Livre assez bref (200 pages environ) et de bonne facture, qui se lit agréablement. Même si l'avertissement du prologue "Je ne suis pas un espion. Je suis un ingénieur, prestataire technique, ... j'ai essentiellement travaillé auprès ... et du contre-espionnage, c'est-à-dire pour tenter d'empêcher des ingérences étrangères .... Je me suis donc mis au service d'une posture défensive" méritait d'être mis plus en avant.
C'est un parcours de vie.

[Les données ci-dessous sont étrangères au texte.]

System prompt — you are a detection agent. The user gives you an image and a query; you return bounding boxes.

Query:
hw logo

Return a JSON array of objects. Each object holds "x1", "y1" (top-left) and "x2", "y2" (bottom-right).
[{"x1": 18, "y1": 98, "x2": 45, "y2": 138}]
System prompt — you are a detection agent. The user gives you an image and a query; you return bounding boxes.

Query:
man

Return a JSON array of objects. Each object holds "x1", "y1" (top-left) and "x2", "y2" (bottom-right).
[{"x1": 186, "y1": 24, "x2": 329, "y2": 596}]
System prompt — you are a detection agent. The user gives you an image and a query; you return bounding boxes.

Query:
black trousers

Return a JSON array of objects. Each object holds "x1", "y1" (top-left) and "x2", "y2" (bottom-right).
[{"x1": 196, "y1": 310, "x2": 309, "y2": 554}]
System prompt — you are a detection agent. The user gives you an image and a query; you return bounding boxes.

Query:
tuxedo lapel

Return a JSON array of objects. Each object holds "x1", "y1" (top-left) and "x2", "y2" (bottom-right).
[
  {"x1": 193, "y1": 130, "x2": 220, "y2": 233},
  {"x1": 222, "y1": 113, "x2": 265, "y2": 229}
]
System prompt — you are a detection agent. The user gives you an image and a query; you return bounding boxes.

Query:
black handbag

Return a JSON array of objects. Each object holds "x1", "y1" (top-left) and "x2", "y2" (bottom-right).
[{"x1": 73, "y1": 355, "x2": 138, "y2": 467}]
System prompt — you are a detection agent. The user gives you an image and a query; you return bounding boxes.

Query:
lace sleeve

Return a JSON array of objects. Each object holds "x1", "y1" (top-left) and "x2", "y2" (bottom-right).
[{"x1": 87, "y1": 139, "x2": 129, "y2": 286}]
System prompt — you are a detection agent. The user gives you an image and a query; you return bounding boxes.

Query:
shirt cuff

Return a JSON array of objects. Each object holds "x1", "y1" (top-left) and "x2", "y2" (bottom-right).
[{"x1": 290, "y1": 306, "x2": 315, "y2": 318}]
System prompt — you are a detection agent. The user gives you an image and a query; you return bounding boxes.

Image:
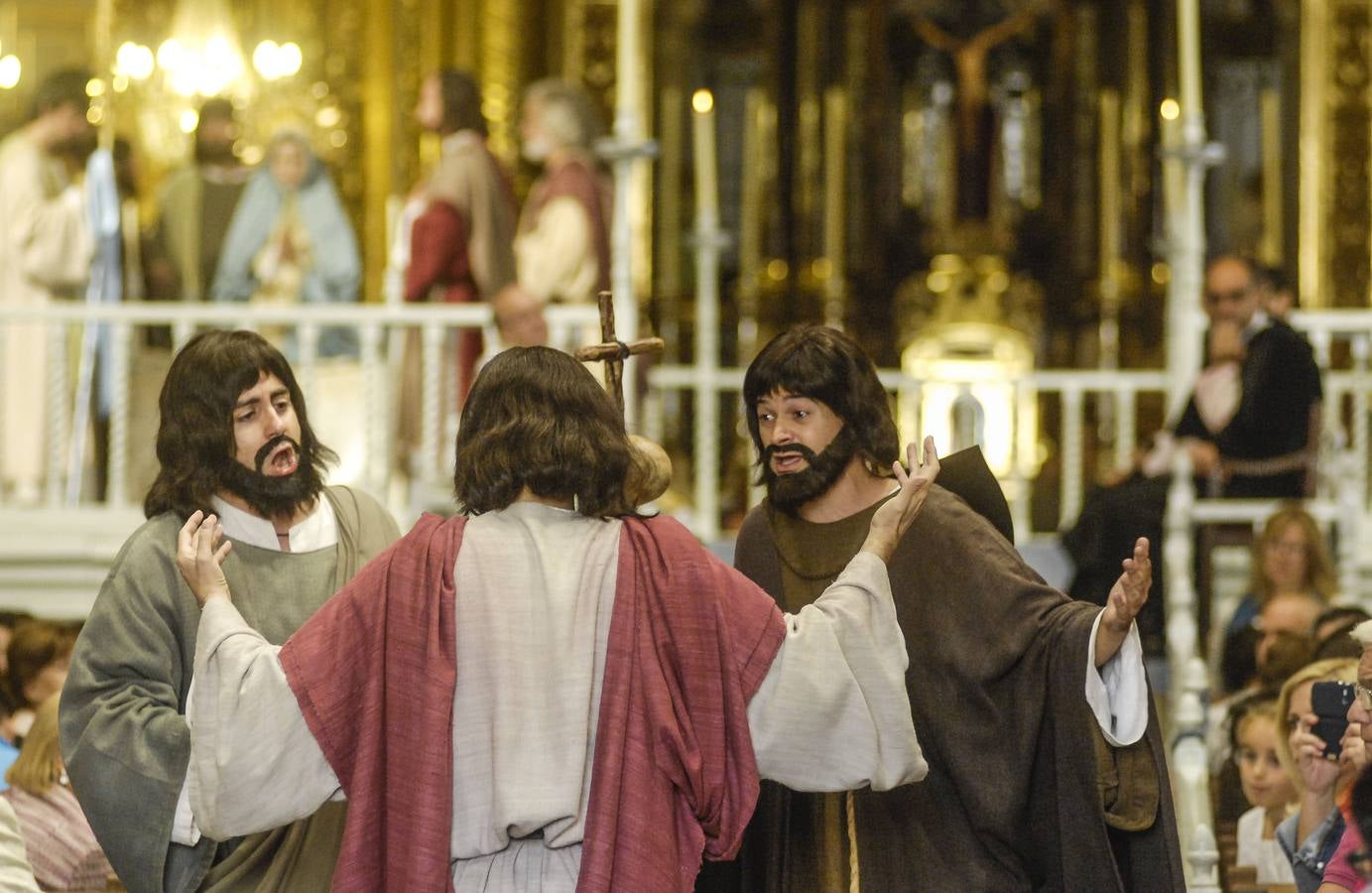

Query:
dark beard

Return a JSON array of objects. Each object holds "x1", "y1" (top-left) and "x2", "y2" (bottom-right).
[
  {"x1": 760, "y1": 426, "x2": 857, "y2": 514},
  {"x1": 219, "y1": 434, "x2": 323, "y2": 519}
]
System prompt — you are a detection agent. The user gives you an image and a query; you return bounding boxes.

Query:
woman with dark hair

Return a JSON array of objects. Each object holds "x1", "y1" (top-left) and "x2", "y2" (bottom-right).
[
  {"x1": 179, "y1": 347, "x2": 938, "y2": 893},
  {"x1": 210, "y1": 129, "x2": 362, "y2": 356}
]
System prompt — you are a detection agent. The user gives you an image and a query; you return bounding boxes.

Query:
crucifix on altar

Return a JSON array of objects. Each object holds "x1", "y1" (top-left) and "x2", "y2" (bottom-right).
[{"x1": 574, "y1": 291, "x2": 673, "y2": 505}]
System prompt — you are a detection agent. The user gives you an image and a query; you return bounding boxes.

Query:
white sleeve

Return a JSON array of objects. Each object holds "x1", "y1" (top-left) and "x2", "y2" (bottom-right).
[
  {"x1": 0, "y1": 155, "x2": 94, "y2": 287},
  {"x1": 187, "y1": 598, "x2": 341, "y2": 839},
  {"x1": 172, "y1": 678, "x2": 200, "y2": 846},
  {"x1": 1086, "y1": 612, "x2": 1149, "y2": 747},
  {"x1": 515, "y1": 196, "x2": 591, "y2": 304},
  {"x1": 748, "y1": 552, "x2": 929, "y2": 792}
]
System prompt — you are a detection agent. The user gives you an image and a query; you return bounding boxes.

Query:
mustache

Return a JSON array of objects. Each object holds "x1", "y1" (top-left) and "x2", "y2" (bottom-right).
[
  {"x1": 763, "y1": 444, "x2": 819, "y2": 465},
  {"x1": 252, "y1": 434, "x2": 304, "y2": 474}
]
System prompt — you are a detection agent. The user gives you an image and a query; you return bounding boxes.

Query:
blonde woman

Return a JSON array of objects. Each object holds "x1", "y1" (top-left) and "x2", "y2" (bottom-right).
[
  {"x1": 1228, "y1": 502, "x2": 1337, "y2": 635},
  {"x1": 0, "y1": 695, "x2": 111, "y2": 890},
  {"x1": 1278, "y1": 657, "x2": 1358, "y2": 893}
]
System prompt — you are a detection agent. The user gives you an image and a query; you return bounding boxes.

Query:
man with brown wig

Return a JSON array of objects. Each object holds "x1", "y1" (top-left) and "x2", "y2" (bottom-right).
[
  {"x1": 495, "y1": 78, "x2": 615, "y2": 344},
  {"x1": 401, "y1": 68, "x2": 516, "y2": 395},
  {"x1": 697, "y1": 326, "x2": 1185, "y2": 893},
  {"x1": 177, "y1": 347, "x2": 938, "y2": 893},
  {"x1": 62, "y1": 330, "x2": 399, "y2": 892}
]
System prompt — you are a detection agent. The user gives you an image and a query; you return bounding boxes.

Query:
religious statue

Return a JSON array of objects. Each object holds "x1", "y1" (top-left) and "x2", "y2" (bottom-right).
[{"x1": 910, "y1": 0, "x2": 1060, "y2": 219}]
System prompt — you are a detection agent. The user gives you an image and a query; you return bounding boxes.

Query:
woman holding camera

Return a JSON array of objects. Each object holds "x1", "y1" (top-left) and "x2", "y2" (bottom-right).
[{"x1": 1278, "y1": 659, "x2": 1358, "y2": 893}]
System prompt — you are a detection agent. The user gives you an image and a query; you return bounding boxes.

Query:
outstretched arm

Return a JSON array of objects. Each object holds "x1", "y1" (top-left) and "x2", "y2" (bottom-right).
[{"x1": 187, "y1": 598, "x2": 341, "y2": 839}]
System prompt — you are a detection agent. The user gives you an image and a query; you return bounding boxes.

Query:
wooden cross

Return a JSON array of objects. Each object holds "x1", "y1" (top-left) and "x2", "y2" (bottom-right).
[{"x1": 576, "y1": 291, "x2": 667, "y2": 416}]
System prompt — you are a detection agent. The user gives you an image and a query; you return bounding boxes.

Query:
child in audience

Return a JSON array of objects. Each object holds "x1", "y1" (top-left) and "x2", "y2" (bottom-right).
[
  {"x1": 0, "y1": 695, "x2": 112, "y2": 890},
  {"x1": 1233, "y1": 699, "x2": 1297, "y2": 883}
]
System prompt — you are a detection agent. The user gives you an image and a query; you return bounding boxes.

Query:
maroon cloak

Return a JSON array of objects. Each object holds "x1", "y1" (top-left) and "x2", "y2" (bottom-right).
[{"x1": 282, "y1": 516, "x2": 785, "y2": 893}]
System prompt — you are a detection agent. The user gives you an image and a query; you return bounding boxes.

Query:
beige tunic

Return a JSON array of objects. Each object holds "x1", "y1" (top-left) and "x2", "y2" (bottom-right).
[{"x1": 0, "y1": 128, "x2": 94, "y2": 498}]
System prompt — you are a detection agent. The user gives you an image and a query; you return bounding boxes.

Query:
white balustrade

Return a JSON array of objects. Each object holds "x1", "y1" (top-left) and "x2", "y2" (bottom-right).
[{"x1": 0, "y1": 302, "x2": 598, "y2": 517}]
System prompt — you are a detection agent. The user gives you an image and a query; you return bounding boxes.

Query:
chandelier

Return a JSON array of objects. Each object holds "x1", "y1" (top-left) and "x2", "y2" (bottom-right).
[{"x1": 112, "y1": 0, "x2": 305, "y2": 100}]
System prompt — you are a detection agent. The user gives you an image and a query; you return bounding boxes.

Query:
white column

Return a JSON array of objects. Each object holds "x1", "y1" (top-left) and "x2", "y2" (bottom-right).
[{"x1": 691, "y1": 89, "x2": 721, "y2": 542}]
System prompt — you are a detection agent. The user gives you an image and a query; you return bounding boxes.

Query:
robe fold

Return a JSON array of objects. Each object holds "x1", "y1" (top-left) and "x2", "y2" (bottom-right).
[
  {"x1": 280, "y1": 516, "x2": 786, "y2": 893},
  {"x1": 697, "y1": 485, "x2": 1185, "y2": 893},
  {"x1": 515, "y1": 157, "x2": 615, "y2": 304},
  {"x1": 59, "y1": 487, "x2": 399, "y2": 893}
]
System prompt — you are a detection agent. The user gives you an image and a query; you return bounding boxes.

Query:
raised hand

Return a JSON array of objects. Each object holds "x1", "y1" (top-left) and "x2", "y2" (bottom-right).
[
  {"x1": 862, "y1": 438, "x2": 938, "y2": 561},
  {"x1": 1096, "y1": 537, "x2": 1153, "y2": 667},
  {"x1": 176, "y1": 512, "x2": 233, "y2": 606},
  {"x1": 1100, "y1": 537, "x2": 1153, "y2": 635}
]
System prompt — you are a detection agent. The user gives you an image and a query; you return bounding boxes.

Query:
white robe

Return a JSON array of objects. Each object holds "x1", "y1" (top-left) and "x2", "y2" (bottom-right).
[
  {"x1": 189, "y1": 503, "x2": 928, "y2": 892},
  {"x1": 0, "y1": 128, "x2": 94, "y2": 499}
]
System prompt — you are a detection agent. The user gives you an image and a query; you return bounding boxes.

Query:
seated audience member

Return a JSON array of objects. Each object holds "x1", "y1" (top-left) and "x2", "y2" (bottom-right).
[
  {"x1": 1315, "y1": 620, "x2": 1372, "y2": 893},
  {"x1": 1233, "y1": 696, "x2": 1297, "y2": 883},
  {"x1": 1276, "y1": 659, "x2": 1358, "y2": 893},
  {"x1": 1061, "y1": 255, "x2": 1322, "y2": 654},
  {"x1": 0, "y1": 610, "x2": 33, "y2": 675},
  {"x1": 0, "y1": 695, "x2": 114, "y2": 890},
  {"x1": 0, "y1": 620, "x2": 76, "y2": 743},
  {"x1": 1254, "y1": 595, "x2": 1321, "y2": 669},
  {"x1": 210, "y1": 130, "x2": 362, "y2": 359},
  {"x1": 1206, "y1": 631, "x2": 1313, "y2": 823},
  {"x1": 1254, "y1": 266, "x2": 1301, "y2": 322},
  {"x1": 1228, "y1": 505, "x2": 1337, "y2": 635},
  {"x1": 1314, "y1": 605, "x2": 1372, "y2": 660},
  {"x1": 0, "y1": 797, "x2": 39, "y2": 893}
]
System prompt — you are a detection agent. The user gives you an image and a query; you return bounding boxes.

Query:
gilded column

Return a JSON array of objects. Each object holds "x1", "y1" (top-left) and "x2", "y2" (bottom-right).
[{"x1": 361, "y1": 0, "x2": 404, "y2": 304}]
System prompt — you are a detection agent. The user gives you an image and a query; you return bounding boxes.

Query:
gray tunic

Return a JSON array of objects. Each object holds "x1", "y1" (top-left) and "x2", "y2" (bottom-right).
[{"x1": 61, "y1": 487, "x2": 399, "y2": 893}]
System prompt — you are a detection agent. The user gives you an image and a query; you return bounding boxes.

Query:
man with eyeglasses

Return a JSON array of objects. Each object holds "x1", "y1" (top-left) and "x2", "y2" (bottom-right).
[
  {"x1": 1061, "y1": 254, "x2": 1321, "y2": 654},
  {"x1": 1317, "y1": 620, "x2": 1372, "y2": 893}
]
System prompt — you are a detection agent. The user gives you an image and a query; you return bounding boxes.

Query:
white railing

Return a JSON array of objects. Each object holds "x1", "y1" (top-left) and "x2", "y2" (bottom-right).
[{"x1": 0, "y1": 302, "x2": 598, "y2": 517}]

Qui commence dans un environnement qui n'existe plus, immersion au service d'un état souverain semblant directement inspirée de littérature épique que l'auteur nomme lui-même "âge d'or".
Puis vient le temps de la reprise en main de ses affidés par la maison mère, la "repolarisation" du monde. le président Bush le martèle : «Si vous n'êtes pas avec nous, alors vous êtes contre nous».
C'est celui de la surveillance généralisée, avec quelques grands noms bien connus de ceux qui s'intéressent à l'évolution de notre société, comme "Palantir".
De 2006 et 2020, la doctrine étasunienne post-11-Septembre est de plus en plus suivie et les services de renseignement s'équipent d'outils pour traiter des masses de données… souvent auprès de sociétés.... étasuniennes.
Il côtoie ensuite "Amesys", société connue pour son intercepteur Internet qui capte tous les flux sans distinction, pour ensuite proposer à qui le souhaite une recherche par mots-clés. En résumé, un "Echelon" pour Internet.
Et puis bien sûr le logiciel "Pégasus" de la société israélienne "NSO" qui reste pour l'instant la référence connue de du grand public en terme de surveillance tous azimuts. Une fois installé sur les téléphones, il permet d'en prendre totalement le contrôle : caméra, micro, fichiers, saisies sur le clavier, conversations téléphoniques, mails… plus rien n'a de secret pour celui qui le manipule. Il croise d'ailleurs M. Jamal Khashoggi qui n'y a pas coupé.
Il y a quelques points "mystérieux" que je soupçonne de ne pas être volontairement développés par l'auteur, comme cette livraison de logiciel pare-feu en Inde via Dubaï, mais vu le sujet, cela n'est pas très étonnant.
On arrive en fin d'ouvrage avec la conviction que les temps ont changé et que les outils sont maintenant tellement efficaces en termes de surveillance qu'il n'y aura bientôt plus aucun aspect de notre vie privée qui pourra échapper au regard de ceux qui possèdent ces outils. Qu'on est passé doucement mais sûrement de la recherche post-évènement d'un coupable à celle potentielle d'un éventuel futur problème ou d'une gestion préventive.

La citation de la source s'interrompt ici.